I just discovered Arielle Schlesinger's blog. She's the postmodernist computer "scientist" who wanted to do the post-modern post-patriarchal transhumanist programming language which doesn't feature objects (because objectification) or boolean logic (because binaries are oppressive since traditional bits can't be both on and off at the same time).

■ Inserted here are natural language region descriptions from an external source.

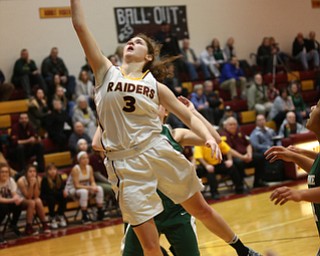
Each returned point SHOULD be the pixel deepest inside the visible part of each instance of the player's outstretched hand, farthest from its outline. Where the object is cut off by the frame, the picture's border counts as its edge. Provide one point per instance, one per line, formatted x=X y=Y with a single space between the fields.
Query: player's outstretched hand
x=214 y=149
x=284 y=194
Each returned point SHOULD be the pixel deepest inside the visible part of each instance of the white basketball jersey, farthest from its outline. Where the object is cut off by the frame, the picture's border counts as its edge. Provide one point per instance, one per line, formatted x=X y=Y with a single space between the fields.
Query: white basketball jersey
x=127 y=109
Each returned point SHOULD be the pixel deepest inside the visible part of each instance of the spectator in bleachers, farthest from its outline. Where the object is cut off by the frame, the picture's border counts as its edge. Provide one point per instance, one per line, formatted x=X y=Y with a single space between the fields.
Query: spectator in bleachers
x=25 y=143
x=209 y=167
x=26 y=74
x=84 y=114
x=6 y=89
x=81 y=185
x=302 y=52
x=54 y=65
x=215 y=102
x=272 y=92
x=265 y=56
x=99 y=169
x=229 y=49
x=257 y=96
x=53 y=193
x=38 y=111
x=29 y=189
x=244 y=156
x=232 y=76
x=261 y=138
x=173 y=81
x=59 y=125
x=291 y=126
x=85 y=87
x=10 y=201
x=302 y=112
x=206 y=58
x=281 y=105
x=192 y=63
x=200 y=102
x=228 y=112
x=218 y=53
x=77 y=134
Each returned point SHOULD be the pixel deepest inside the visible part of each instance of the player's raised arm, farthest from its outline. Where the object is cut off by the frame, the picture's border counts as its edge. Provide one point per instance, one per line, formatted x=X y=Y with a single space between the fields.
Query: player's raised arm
x=99 y=63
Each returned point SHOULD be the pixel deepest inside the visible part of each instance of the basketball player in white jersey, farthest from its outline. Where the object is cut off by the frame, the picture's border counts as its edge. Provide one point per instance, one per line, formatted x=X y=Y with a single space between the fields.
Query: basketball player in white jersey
x=140 y=160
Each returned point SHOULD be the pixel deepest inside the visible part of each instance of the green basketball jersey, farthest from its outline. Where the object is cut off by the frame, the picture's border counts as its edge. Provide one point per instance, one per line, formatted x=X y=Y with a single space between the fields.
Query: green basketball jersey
x=314 y=181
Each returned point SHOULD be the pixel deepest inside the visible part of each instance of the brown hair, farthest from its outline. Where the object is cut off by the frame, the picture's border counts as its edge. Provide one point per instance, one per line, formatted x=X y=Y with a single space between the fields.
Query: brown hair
x=156 y=66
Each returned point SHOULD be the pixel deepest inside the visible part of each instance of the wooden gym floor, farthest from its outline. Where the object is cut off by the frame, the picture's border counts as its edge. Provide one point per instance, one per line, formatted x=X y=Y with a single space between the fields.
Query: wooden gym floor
x=271 y=230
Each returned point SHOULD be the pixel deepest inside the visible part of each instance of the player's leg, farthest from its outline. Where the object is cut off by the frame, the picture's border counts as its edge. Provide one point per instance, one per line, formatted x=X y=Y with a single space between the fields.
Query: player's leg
x=149 y=238
x=198 y=207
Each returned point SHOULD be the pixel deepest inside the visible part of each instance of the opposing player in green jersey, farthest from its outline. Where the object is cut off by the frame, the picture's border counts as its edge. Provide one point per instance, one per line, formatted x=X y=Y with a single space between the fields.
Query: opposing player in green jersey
x=309 y=161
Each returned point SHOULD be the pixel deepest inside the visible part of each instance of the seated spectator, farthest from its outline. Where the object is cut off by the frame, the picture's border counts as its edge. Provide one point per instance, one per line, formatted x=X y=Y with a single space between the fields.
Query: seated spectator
x=300 y=106
x=29 y=189
x=206 y=58
x=81 y=185
x=26 y=74
x=77 y=134
x=262 y=138
x=272 y=92
x=281 y=105
x=54 y=65
x=38 y=111
x=229 y=49
x=228 y=112
x=200 y=102
x=85 y=87
x=304 y=53
x=215 y=102
x=53 y=193
x=232 y=76
x=257 y=96
x=10 y=201
x=6 y=89
x=84 y=114
x=218 y=53
x=313 y=44
x=173 y=82
x=291 y=126
x=192 y=63
x=25 y=143
x=99 y=169
x=210 y=166
x=243 y=154
x=265 y=56
x=59 y=125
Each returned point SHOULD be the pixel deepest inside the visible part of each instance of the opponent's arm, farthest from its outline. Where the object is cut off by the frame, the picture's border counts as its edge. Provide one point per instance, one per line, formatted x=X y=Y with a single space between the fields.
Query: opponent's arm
x=99 y=63
x=282 y=153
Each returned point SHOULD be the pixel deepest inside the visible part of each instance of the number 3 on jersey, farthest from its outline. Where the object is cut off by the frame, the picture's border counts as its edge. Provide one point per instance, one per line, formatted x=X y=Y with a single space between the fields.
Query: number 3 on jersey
x=130 y=101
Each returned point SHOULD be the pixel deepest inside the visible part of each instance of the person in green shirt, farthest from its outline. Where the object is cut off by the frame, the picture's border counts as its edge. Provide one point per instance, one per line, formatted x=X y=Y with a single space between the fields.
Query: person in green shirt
x=174 y=222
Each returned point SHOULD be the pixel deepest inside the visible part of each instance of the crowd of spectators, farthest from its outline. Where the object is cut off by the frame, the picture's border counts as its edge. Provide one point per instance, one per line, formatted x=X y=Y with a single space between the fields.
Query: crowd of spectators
x=62 y=109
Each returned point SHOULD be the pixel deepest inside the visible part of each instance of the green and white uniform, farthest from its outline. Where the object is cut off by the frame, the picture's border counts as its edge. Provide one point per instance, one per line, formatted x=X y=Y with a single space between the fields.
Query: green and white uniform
x=174 y=222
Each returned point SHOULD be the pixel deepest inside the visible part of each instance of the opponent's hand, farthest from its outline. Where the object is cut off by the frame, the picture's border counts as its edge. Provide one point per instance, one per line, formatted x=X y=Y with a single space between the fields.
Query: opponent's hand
x=278 y=152
x=285 y=194
x=215 y=150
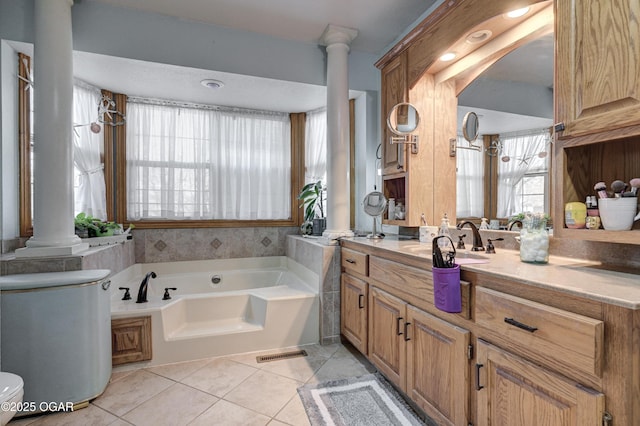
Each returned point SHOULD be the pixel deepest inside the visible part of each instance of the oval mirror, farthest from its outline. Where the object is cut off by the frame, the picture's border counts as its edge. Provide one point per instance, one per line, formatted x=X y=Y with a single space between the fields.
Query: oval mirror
x=403 y=119
x=470 y=126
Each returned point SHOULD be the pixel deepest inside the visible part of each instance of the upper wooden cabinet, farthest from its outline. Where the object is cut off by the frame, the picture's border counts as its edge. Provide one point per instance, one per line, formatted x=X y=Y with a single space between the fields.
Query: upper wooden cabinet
x=597 y=68
x=394 y=91
x=597 y=97
x=420 y=180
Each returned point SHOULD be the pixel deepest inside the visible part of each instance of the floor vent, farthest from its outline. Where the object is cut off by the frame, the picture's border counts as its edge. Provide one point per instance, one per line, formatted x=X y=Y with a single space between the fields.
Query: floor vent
x=282 y=355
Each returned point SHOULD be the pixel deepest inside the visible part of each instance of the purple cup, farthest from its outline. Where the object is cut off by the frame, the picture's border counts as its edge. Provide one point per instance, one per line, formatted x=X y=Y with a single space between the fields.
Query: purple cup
x=446 y=289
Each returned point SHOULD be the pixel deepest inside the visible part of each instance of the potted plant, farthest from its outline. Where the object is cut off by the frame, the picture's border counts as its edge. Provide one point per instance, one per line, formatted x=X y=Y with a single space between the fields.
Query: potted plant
x=88 y=226
x=311 y=198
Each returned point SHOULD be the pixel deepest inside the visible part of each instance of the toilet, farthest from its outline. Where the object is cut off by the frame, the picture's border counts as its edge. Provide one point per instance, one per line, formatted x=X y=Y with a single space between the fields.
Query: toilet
x=11 y=392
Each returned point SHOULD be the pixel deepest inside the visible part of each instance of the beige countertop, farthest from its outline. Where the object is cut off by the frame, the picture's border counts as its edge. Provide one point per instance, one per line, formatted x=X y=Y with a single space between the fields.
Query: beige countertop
x=583 y=278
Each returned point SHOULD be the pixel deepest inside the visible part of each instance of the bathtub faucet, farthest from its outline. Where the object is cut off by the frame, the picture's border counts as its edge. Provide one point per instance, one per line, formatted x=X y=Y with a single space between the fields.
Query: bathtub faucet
x=142 y=292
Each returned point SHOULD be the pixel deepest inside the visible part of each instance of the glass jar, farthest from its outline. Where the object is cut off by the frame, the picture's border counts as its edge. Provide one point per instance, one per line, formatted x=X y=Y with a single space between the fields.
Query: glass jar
x=534 y=239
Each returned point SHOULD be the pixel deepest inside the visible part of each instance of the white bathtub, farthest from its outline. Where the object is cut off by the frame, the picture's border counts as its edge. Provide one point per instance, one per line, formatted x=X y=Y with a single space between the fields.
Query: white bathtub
x=258 y=304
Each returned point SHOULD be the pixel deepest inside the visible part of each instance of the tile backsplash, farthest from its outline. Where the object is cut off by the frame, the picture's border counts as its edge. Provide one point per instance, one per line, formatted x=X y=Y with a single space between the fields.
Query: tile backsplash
x=170 y=245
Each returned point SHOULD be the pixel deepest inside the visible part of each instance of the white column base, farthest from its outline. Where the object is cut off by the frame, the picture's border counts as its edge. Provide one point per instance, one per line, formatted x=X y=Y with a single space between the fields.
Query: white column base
x=30 y=252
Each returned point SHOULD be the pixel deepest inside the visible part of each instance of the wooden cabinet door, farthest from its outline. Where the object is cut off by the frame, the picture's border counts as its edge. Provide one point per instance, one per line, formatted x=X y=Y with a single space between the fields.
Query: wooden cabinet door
x=513 y=392
x=438 y=367
x=353 y=311
x=394 y=91
x=597 y=66
x=387 y=349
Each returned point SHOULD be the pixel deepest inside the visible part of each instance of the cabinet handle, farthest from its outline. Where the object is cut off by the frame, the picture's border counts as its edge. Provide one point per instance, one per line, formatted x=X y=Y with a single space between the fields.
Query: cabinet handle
x=478 y=385
x=520 y=325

Very informative blog. I'd consider it satire, except there's way too much dry analysis and obscure postmodernist textbooks referenced.

Quote
The history of AI is built on institutions that privilege an unspoken understanding of normal, and maintain a conveniently forgetful retelling of history. Ada Lovelace is a cultural icon in computing, thought to have written the first computer program in the 1800s. When Russell and Norvig mention Lovelace in the Chapter 1 of the book Artificial Intelligence: A Modern Approach, why do they feel compelled to mention Lord Byron? When they mention Lord Byron, how is it they forget to mention that he abandoned her and her mother? When they mention Lord Byron, why do they forget to mention that Ada’s mother hated Byron so vehemently that she forced Ada into mathematics to spite him? Why do they forget Ada had no substantial relationship with her father? It seems that no woman can enter the venerated halls of history with a dick to claim her.

(emphasis in the original. touche, Arielle! Very clever!)

Note the entire reference to Lord Byron in the textbook is "Ada Lovelace, daughter of the poet Lord Byron". Nevermind that Ada Lovelace also features prominently in biographical references to Lord Byron. Their relationship was equally tenuous in both directions, yet biographical information links them both ways. That tends to happen when two famous people are related to each other, and is nothing to do with gender. Also the main reason she had no substantive relationship with her father was that he died when she was 8. And the "just to spite him" thing ... well, he was already dead at this point so that can't really have been a thing unless the mother was insane. It's not like Lord Byron had a grudge against mathematics.

Someone save feminism from the postmodernists. They're like intellectual cancer.
« Last Edit: October 31, 2015, 12:10:41 am by Reelya »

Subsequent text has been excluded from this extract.